Walks in the Wheatfields
These is the ninth of 20 volumes of the Penguin English Journeys series. I plan to read all 20 in the month of April.
This book was definitely more enjoyable than some of the earlier volumes that led to my Penguin English Journey breakdown earlier this week. Richard Jeffries, a writer and the son of a Wiltshire farmer, wrote about his experiences traveling the English countryside until his tragic death from tuberculosis in 1887 at the age of 39.
I liked the book most when Jeffries describes his observations of wildlife. His chapter on the daily habits of the large flocks of rooks in his area I found fascinating. The quantities of birds he describes reminds me of the setting that William Cronon describes in his book Changes in the Land, a wonderful academic look at the changes in the ecology of Colonial New England.

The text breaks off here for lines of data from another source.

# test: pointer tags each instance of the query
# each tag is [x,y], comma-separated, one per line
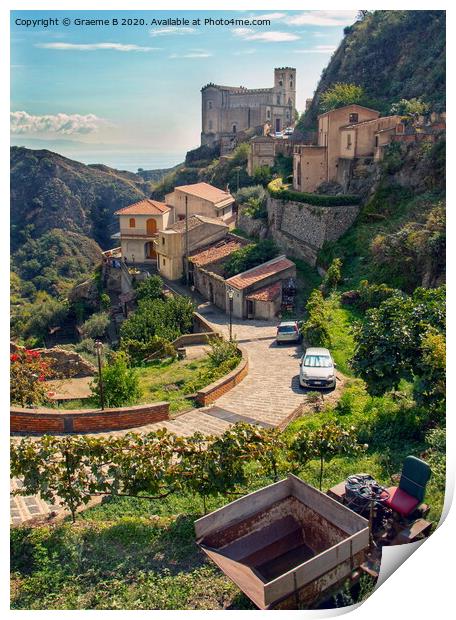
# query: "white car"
[317,369]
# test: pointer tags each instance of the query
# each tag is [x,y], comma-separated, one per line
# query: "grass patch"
[341,320]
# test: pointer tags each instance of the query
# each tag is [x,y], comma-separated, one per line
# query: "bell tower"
[285,86]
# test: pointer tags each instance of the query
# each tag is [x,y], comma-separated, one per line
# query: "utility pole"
[186,241]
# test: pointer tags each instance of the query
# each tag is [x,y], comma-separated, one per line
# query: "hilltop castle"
[227,110]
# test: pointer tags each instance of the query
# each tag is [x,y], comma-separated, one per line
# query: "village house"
[227,110]
[344,133]
[207,268]
[173,243]
[200,199]
[264,150]
[257,292]
[139,225]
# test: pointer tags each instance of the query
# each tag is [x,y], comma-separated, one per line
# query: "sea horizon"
[130,161]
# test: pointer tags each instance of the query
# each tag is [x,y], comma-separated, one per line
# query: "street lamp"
[99,348]
[230,299]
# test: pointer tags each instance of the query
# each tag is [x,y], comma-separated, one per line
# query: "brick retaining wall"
[212,392]
[87,420]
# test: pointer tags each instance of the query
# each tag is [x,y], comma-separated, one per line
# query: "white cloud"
[23,122]
[270,16]
[318,49]
[172,30]
[244,52]
[192,54]
[273,36]
[90,47]
[322,18]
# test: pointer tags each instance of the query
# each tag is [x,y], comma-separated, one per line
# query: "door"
[149,250]
[151,227]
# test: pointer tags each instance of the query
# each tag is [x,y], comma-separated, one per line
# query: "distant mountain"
[49,191]
[392,55]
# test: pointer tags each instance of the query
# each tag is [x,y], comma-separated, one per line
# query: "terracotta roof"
[372,120]
[349,105]
[272,267]
[144,207]
[267,293]
[206,191]
[215,252]
[197,220]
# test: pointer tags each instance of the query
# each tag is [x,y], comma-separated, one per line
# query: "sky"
[128,95]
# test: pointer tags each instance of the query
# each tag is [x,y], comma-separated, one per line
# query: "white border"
[422,587]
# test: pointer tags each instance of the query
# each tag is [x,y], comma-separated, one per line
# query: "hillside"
[392,55]
[50,191]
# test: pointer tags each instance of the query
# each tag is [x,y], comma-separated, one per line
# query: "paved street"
[268,396]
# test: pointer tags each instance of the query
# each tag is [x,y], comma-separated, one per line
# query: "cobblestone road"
[268,396]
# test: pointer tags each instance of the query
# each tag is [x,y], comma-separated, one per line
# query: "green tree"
[250,256]
[341,94]
[120,382]
[262,175]
[166,319]
[28,373]
[410,107]
[324,443]
[150,288]
[389,342]
[333,276]
[96,326]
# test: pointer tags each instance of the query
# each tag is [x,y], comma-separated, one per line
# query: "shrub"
[28,373]
[246,193]
[95,327]
[315,329]
[333,276]
[120,382]
[138,350]
[222,351]
[150,288]
[166,319]
[277,190]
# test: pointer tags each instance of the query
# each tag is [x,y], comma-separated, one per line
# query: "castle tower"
[285,86]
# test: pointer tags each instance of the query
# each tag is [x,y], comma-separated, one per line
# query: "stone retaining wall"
[212,392]
[42,420]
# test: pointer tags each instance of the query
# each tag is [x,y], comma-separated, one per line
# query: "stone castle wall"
[300,229]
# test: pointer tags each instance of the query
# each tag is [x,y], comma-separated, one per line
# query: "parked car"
[288,331]
[317,369]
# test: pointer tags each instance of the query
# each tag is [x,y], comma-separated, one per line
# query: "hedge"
[276,190]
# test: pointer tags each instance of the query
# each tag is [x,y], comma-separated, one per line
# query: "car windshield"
[317,361]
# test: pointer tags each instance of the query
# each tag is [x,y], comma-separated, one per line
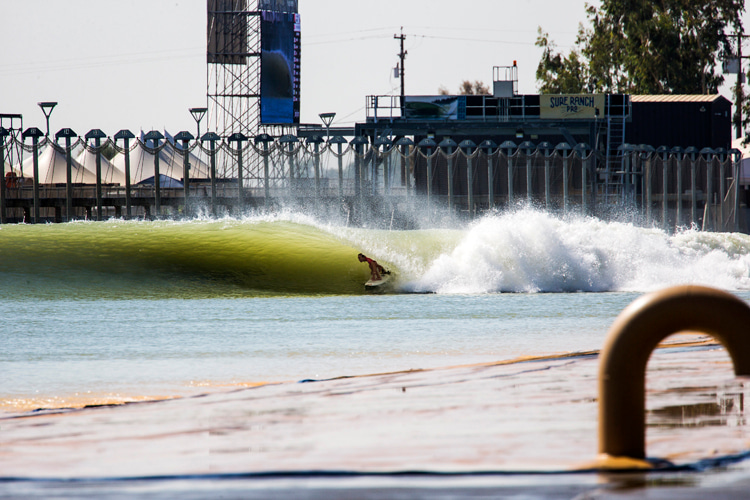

It was also humorous to read Jeffries rant about the visual ugliness that church spires inflict on the natural landscape. From a 21st century perspective of course, those spires are seen by many of us to be part and parcel of the pastoral landscape and quite pretty. But then again we have a lot uglier things that blot the landscape to worry about.
If this review seems shallow, it’s because it is. In the realm of the Penguin English Journey series, this one leans to the enjoyable, but not so enjoyable that I feel the need to tax my brain too much in writing an adequate review.
Although there are some gems in this series, I do feel the most attractive thing about it is the look of those slim uniform volumes!
You might prefer Bevis.
I think I might like this book, as I'm fond of reading about nature.
Rambling Fancy: Of course visual aesthetics is what prompted me to buy them in the first place.
Call Me Madam: I am not familiar with Bevis.
Jeane: You might the second volume “The Wood” even more.